The NHL’s Stanley Cup playoffs are underway, confirming that playoff hockey is the best pro sports has to offer, but NHL officiating is not.
This was typified by an incident during a Saturday afternoon game between Colorado and Nashville.
A goal was scored by Colorado, but Nashville challenged it with video review, alleging goalie interference.
Goalie interference is hockey’s version of football’s pass interference. No two officials seem to have the same definition.
Fans, who think they know the rules, are often astounded when the calls go precisely opposite of what they might have expected, prompting utterances not fit to be heard on Mother’s Day.
Often, too, the obligatory rules experts that decorate broadcasts these days can’t agree with the calls that are made.
There was a delicious side note to Saturday’s Colorado-Nashville example because TNT’s rules expert was retired NHL referee Don Koharski.
For those who are not hockey fans, Koharski was at the center of one of the most memorable coach-ref incidents in the history of the NHL.
It happened after Game Three of the Eastern Conference finals in 1988 between New Jersey and Boston, a 6-1 Bruins win.
Jersey coach Jim Schoenfeld didn’t like the way Koharski had called the game and confronted him afterward as they left the ice. According to various reports, Koharski caught his skate on the concrete corridor floor and stumbled, after which he accused Schoenfeld of shoving him.
A video of the incident (and how fitting that video would prove an apparent officiating error) seemed to back up Schoenfeld.
But while Koharski threatened Schoenfield that he would not coach another (game), Schoenfeld shot back one of the most memorable retorts in the annals of hockey: “You fell you fat pig. Have another doughnut.”
The NHL suspended Schoenfeld for at least one game without a hearing. New Jersey management got a court order to stay that and the regularly assigned officials refused to work Game Four, leaving that to a makeshift crew which included the manager of a New York skating rink.

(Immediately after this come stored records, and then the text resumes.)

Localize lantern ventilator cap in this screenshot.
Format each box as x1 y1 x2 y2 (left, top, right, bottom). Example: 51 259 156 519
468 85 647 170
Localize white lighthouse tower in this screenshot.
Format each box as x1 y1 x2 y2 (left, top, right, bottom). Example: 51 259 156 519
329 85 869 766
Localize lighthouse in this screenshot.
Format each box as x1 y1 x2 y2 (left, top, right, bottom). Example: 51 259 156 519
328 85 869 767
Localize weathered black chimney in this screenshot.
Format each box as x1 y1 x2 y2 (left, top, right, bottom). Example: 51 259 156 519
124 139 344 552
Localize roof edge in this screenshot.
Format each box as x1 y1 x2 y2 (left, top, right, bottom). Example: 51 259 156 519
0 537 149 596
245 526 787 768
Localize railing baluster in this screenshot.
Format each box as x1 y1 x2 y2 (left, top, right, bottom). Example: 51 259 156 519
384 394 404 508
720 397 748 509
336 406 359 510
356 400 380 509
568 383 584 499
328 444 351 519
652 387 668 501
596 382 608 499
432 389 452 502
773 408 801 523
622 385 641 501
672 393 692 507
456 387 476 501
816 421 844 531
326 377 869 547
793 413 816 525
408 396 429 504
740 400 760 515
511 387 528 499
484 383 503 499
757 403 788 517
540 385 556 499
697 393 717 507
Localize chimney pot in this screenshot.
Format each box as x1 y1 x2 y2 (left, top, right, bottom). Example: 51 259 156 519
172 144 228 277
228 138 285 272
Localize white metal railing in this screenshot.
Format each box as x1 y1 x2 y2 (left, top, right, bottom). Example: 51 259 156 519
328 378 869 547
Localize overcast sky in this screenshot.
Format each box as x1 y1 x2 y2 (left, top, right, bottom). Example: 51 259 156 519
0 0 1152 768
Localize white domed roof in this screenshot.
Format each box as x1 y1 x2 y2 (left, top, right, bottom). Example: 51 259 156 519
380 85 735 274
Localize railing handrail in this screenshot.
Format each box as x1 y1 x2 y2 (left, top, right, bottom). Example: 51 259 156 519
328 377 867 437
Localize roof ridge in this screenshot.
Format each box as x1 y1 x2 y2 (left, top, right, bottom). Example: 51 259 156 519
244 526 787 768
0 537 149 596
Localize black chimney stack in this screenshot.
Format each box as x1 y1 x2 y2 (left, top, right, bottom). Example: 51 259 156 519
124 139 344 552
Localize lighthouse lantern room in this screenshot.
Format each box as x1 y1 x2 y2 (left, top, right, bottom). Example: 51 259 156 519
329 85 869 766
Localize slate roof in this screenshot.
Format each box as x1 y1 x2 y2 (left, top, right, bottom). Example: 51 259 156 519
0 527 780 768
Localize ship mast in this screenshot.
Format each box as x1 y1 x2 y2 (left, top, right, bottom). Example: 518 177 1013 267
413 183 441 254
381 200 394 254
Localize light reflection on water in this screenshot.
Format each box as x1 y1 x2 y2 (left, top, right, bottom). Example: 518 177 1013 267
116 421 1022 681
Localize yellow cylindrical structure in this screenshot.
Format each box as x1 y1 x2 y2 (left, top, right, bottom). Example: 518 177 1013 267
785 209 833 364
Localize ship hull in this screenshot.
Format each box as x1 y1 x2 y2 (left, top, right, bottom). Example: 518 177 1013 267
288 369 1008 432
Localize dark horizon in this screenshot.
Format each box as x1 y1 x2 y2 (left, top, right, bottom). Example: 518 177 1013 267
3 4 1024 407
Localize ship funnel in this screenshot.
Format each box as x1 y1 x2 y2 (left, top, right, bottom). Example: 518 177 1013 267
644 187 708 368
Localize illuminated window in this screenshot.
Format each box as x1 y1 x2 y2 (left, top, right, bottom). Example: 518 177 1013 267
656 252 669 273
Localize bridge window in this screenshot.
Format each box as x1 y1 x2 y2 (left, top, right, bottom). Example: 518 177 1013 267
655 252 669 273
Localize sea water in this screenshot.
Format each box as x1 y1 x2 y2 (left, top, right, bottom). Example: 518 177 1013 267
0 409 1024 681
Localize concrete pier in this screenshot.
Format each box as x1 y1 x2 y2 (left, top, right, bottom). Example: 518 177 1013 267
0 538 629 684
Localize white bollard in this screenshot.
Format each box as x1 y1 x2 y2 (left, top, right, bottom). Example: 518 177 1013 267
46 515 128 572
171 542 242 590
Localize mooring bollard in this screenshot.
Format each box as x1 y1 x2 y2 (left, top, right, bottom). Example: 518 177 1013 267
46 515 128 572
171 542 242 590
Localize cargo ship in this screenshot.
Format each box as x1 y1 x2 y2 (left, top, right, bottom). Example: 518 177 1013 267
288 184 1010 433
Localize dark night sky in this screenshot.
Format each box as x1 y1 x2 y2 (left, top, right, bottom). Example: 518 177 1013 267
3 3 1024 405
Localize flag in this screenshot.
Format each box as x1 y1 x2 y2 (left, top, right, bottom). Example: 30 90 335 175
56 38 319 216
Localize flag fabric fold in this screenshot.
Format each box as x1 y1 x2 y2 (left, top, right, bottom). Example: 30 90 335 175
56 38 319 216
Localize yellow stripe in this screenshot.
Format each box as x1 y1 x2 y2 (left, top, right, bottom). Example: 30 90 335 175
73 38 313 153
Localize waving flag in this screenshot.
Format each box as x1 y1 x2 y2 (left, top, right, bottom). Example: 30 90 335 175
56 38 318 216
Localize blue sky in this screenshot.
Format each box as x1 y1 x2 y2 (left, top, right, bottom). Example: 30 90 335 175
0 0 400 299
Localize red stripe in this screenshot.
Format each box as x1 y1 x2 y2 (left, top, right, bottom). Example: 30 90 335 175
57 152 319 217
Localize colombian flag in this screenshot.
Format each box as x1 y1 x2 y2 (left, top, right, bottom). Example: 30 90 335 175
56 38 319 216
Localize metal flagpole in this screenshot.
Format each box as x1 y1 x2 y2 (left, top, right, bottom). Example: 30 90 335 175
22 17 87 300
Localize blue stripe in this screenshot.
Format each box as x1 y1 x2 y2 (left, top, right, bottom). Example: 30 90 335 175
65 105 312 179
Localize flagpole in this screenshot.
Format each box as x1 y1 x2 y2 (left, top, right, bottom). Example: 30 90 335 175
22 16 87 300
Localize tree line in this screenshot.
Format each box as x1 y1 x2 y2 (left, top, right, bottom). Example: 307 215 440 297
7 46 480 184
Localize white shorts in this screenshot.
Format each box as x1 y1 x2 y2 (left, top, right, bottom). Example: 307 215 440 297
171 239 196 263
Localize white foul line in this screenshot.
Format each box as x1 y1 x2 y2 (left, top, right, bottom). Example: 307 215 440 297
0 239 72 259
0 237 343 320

New Jersey won what was considering a poorly officiated game, but Boston went on to win the series.
Schoenfeld eventually was suspended for Game 5, notably the reason given was “verbal abuse of an official” but not the alleged shove of Koharski.
Koharski, in his role as officiating guru on Saturday’s broadcast, was called upon to weigh in on a question of physical contact and Koharski was positive it would be ruled no goal due to a Colorado player contacting the Nashville goalie.
“I’d be shocked if they don’t (overturn the goal),” Koharski said.
Here’s the irony. This time Koharski was sure that a Nashville player had not shoved the Colorado player into the goalie, which would have negated any interference call.
But the league’s situation room saw it the other way, Later, a league statement read that contact by Nashville’s’ Mikael Granlund on Colorado’s Artturi Lehkonen had forced him into the goalie and therefore it was not goalie interference.
This time it was decided there had been a shove and Koharski had missed it, too.
Somewhere Schoenfeld must have been smiling, perhaps while eating a doughnut.